The extent to which various donors prioritize aid in general and prioritize basic education and low-income countries within their aid to education portfolio can be compared using the interactive graphs on SCOPE. Here, we chose to look at Germany, Norway, the United Kingdom and the United States. Norway spends 0.9% of its income on aid, while the United States only 0.2%. But the two countries have prioritized basic education and low-income countries much more than Germany and the United Kingdom. While Germany never prioritized basic education and low-income countries, the United Kingdom used to be the main champion but its priorities have changed rapidly in recent years.


Germany is the largest single donor to education in these countries but a large share of this aid is going to post-secondary education, which indicates that these resources are largely spent on foreign students who study in Germany, mostly from China and India, rather than necessarily contributing to equity and quality at the basic education level in the poorest countries.


The importance of household spending on education is underappreciated


Out-of-pocket spending by families on education varies with household wealth, ambition and peer pressure to ensure that their children have access to education of the highest possible quality. But it is often a response to low government spending, which forces parents to pay for items that otherwise would be available free of cost.

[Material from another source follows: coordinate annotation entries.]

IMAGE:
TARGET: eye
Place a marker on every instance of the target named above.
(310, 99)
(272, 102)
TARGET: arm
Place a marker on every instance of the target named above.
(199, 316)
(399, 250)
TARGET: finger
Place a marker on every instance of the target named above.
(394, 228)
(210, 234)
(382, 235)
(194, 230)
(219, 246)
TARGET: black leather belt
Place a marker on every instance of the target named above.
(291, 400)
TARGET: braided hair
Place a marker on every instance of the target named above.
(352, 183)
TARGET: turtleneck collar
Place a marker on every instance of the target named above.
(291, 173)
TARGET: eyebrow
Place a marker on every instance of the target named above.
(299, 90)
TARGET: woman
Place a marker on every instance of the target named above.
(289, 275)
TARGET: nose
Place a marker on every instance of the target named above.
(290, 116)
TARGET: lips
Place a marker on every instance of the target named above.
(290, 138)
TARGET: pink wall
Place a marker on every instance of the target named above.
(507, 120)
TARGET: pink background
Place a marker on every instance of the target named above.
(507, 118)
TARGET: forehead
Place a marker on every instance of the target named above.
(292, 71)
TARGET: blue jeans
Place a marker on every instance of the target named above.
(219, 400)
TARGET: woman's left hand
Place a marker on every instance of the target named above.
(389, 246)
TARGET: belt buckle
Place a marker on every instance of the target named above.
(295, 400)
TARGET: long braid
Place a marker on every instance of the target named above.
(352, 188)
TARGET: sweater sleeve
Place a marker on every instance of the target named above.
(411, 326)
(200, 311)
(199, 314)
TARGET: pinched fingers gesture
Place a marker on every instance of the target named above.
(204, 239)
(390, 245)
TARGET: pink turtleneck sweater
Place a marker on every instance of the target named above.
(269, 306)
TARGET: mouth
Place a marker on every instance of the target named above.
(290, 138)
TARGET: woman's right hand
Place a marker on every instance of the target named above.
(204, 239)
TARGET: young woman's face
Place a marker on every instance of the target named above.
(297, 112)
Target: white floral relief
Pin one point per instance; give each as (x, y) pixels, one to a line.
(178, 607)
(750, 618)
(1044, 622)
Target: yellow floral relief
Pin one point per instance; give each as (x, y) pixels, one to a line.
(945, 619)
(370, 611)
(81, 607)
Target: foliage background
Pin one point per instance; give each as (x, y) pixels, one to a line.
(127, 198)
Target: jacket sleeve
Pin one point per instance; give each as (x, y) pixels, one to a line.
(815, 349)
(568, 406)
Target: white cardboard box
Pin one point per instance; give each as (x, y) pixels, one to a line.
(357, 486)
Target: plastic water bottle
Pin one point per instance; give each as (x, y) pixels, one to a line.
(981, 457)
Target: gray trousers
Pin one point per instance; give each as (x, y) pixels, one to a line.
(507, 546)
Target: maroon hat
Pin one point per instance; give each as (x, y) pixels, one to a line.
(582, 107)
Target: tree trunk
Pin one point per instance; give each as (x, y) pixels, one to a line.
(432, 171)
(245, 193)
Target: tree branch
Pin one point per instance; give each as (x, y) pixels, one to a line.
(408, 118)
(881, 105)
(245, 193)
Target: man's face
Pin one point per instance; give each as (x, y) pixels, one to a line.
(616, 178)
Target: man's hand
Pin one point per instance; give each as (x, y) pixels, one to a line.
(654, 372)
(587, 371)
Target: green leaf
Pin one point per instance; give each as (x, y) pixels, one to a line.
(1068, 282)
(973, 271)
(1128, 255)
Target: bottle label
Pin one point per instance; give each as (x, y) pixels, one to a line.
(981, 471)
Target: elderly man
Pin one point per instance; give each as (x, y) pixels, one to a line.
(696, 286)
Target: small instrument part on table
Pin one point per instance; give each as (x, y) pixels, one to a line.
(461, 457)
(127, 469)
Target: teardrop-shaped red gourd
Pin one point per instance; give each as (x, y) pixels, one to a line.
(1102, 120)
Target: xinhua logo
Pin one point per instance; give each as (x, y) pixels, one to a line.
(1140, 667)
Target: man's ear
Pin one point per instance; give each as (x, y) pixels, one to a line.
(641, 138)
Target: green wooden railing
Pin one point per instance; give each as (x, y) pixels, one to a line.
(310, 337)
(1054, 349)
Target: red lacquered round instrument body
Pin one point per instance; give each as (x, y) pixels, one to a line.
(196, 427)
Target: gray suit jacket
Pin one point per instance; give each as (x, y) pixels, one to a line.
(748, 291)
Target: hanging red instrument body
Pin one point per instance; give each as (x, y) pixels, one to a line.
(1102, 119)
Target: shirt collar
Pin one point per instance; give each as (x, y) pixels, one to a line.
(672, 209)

On average, households spend 1.9% of GDP on education, while governments spend 4.5% of GDP. This means households account for about 30% of total education spending. But shares range from 15% in high-income countries to 39% in low- and lower-middle-income countries.


In this graph, which is interactive on the website, each of the bars represents a country in the world. The higher the share of households in total education spending (i.e. the red section), the larger the risk of inequality in learning. In some countries, including Bangladesh, Haiti and Nigeria, the share of households in total education expenditure rises to over 70%.


Gaining a better picture of household spending gives a much more holistic overview of education financing. For example, in 2019, Nigeria had one of the lowest levels of government expenditure as a percentage of GDP. Yet, once household contributions are taken into account, Nigeria’s total national expenditure on education as a percentage of GDP was similar to that of France.


The government of Pakistan, meanwhile, spent about 2.5 percentage points of GDP less on education than did Germany, but Pakistan spent overall more than Germany because its households spent more than 3 percentage points of GDP on education.